The futuristic Directional Communicator fit over Captain Action's head, and also included a beam projector and bullhorn. The Jet Mortar could be set up to fire two soft plastic mortar missiles. The Power Pack consisted of a jetpack, flight helmet, and gloves, while the Parachute Pack included a "working" 4-foot parachute attached to a blue backpack and orange harness. (The parachute was also included as a bonus in a later run of the Captain Action figure boxes.)
The final two accessory packs contained a complex assortment of items. The orange Survival Vest came with over a dozen separate pieces -- everything from a first aid kit to a flare pistol. The Weapons Arsenal loaded the Captain up for Action, giving him knives, hand grenades, and several new guns which all fit on a plastic storage rack.
And what's a superhero without his own vehicle? Captain Action was given the Silver Streak, an amphibious (half-car/ half-boat) vehicle that rolled along on 3 wheels and included two spring-loaded missiles. If you ordered the car from Sears, it came in a colorful cardboard garage that doubled as its shipping box.
The third wave of Captain Action toys brought with it several minor changes and one major addition. Because a hero works so much better with an adversary to fight, Ideal finally gave Captain Action a villain -- the nefarious Dr. Evil. Why Dr. Evil wasn't given comic-inspired super-villain outfits to wear isn't clear -- imagine if he could have transformed himself into the Joker or Dr. Octopus. Instead, Ideal made him a "fiend from outer space," and gave him light blue skin and an exposed brain. He came dressed in a blue tunic with sandals and a pendant, and came equipped with a laser gun and a human face mask.
Dr. Evil also ushered in a new style of figure packaging -- the photo boxes. Instead of the artwork that graced the earlier versions, these new boxes pictured the actual figures in action poses amid a diorama setting. On his box, Captain Action is shown standing triumphant over a prone Dr. Evil, while their roles are reversed on the evil Doctor's box. Action Boy not only received a photo box of his own, but also an entirely new costume. Instead of his blue and red outfit, he now came with a silver and blue space suit.
Shortly before the Captain Action toy line was cancelled, Dr. Evil was released in a special Gift Set that included not only the basic figure, but also a lab coat, two new disguises, and several new weapons, including a "hypnotic eye."
Rounding out the Captain Action accessories are several vinyl carrying cases. In its 1966 catalog, Sears offered Captain Action with a Batman costume for $7.99, and included with it an exclusive "Quick-Change Chamber." The next year, the Chamber was replaced with the more common Captain Action Carrying Case (which was also sold separately).

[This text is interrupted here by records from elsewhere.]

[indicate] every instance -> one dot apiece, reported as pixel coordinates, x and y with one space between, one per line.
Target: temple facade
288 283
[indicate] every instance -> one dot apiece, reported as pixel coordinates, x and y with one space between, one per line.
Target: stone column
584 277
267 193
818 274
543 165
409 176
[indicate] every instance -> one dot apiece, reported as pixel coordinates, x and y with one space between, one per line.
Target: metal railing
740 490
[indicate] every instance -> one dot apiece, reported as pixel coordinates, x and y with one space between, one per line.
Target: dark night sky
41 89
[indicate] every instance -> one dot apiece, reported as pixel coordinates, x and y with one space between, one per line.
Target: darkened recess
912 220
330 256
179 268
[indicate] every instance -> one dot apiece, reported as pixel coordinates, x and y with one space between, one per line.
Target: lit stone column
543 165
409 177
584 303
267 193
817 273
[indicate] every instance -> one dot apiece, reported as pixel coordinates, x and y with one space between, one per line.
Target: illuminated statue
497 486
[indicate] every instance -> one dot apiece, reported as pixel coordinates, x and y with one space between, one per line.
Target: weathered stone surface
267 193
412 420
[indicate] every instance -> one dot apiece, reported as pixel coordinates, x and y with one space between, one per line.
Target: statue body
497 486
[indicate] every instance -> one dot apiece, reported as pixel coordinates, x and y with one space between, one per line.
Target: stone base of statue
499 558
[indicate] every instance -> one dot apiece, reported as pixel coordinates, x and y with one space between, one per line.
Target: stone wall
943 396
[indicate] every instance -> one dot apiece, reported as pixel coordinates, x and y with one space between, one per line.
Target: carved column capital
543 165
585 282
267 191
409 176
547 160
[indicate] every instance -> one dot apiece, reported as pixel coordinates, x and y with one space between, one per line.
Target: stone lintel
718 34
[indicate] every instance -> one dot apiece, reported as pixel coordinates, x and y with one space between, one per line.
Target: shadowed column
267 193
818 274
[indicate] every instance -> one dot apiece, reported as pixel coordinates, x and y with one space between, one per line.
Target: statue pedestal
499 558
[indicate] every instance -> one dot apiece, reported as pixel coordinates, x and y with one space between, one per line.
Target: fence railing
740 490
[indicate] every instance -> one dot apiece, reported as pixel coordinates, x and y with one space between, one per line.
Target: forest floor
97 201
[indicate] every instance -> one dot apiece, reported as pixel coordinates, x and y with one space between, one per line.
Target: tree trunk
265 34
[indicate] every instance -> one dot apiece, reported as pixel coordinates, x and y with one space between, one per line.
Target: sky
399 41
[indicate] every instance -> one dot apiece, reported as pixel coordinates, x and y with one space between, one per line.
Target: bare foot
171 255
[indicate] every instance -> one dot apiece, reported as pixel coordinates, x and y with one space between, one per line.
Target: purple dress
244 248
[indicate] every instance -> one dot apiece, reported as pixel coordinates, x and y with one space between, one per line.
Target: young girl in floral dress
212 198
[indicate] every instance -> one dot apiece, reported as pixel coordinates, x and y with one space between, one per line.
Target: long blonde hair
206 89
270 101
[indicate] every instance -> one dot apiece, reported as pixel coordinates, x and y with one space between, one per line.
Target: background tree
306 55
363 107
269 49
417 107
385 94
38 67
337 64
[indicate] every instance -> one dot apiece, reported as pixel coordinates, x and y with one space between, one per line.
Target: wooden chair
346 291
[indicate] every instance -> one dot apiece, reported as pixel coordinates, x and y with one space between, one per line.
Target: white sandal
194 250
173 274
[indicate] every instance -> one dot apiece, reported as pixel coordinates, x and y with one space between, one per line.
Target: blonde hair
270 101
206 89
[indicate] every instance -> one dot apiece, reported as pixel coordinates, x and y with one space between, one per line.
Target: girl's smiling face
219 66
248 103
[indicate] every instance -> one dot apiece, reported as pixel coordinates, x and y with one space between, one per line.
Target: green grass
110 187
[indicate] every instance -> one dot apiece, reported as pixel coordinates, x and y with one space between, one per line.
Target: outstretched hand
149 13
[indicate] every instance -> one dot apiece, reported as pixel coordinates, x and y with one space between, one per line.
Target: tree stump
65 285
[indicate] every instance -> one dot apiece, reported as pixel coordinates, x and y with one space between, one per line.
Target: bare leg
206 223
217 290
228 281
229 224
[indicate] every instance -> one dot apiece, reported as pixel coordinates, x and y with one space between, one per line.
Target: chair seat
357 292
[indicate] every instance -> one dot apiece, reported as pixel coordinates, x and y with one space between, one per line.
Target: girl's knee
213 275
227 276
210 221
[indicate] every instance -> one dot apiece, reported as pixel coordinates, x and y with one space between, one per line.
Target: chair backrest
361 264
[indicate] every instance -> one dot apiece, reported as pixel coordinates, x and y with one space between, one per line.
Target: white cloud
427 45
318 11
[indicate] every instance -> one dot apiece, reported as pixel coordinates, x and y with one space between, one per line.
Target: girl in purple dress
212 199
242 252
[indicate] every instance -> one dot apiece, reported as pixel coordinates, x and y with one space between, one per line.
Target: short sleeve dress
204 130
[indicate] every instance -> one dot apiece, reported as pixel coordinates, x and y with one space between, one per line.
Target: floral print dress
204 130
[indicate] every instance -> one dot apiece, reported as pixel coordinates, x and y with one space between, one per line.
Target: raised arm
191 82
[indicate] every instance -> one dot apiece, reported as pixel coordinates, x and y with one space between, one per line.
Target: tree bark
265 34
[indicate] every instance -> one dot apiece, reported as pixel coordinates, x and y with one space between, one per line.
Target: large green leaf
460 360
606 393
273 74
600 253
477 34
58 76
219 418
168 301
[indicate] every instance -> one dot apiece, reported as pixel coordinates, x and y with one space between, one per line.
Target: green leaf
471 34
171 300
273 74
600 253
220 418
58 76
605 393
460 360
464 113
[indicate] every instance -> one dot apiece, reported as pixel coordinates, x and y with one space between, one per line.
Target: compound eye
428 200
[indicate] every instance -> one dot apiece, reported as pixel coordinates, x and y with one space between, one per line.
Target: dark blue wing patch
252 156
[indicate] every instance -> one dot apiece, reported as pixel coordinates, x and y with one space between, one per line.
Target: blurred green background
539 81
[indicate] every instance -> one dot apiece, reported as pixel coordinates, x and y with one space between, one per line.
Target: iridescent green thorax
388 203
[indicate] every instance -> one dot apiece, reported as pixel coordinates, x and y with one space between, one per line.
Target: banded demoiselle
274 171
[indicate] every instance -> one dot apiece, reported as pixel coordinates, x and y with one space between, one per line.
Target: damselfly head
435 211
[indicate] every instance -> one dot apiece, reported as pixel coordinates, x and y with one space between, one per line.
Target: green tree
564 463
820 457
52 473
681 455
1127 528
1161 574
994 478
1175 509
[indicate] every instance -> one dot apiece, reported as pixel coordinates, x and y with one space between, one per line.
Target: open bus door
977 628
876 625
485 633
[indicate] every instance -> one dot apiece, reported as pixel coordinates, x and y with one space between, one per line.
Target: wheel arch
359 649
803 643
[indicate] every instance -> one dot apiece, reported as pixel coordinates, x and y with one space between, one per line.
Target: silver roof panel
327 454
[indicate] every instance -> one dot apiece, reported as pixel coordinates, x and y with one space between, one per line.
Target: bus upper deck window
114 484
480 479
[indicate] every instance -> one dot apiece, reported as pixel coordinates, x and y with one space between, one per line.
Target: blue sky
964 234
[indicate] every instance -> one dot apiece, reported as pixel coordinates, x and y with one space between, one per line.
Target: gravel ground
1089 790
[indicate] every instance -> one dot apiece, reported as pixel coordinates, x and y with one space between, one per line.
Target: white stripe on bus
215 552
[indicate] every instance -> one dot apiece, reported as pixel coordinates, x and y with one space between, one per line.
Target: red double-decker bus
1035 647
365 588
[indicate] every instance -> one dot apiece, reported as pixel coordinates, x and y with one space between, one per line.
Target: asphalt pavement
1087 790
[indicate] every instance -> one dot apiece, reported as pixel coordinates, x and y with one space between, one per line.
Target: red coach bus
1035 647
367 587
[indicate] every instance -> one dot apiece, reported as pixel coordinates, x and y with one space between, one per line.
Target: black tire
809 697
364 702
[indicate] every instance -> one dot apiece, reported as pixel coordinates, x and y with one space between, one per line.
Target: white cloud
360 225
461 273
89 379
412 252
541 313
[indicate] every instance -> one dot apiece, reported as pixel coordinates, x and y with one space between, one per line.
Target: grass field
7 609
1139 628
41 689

Montgomery Wards offered as its exclusive an "Action Cave," notable for its "M"-like shape (representing twin mountain peaks). Finally, Dr. Evil was given his own Sanctuary, a pyramid-shaped carrying case.
Coming full circle, DC comics produced a Captain Action comic book beginning with the October 1968 issue. Since the toy line was cancelled shortly after, only five issues were ever published. A small comic book/catalog was also included with the figures and outfits starting with the second series in 1967. It replaced an illustrated flyer that was included in the first series boxes showing the various Captain Action outfits.
During the unfortunately brief height of Captain Action's popularity, Aurora produced a model kit that closely duplicated the early box cover art, while Ben Cooper produced a scarce Halloween costume. A set of Captain Action playing cards were offered as a mail order premium from Cool Pops.
Ideal cancelled the Captain Action toy line in 1968. Rumor has it that a Kato outfit was planned for Action Boy, while Dr. Evil was scheduled for Joker and Red Skull costumes. Who knows what else might have been in store had the line continued several more years. Still, though he lasted only a short time, Captain Action left his mark on the toy collecting hobby.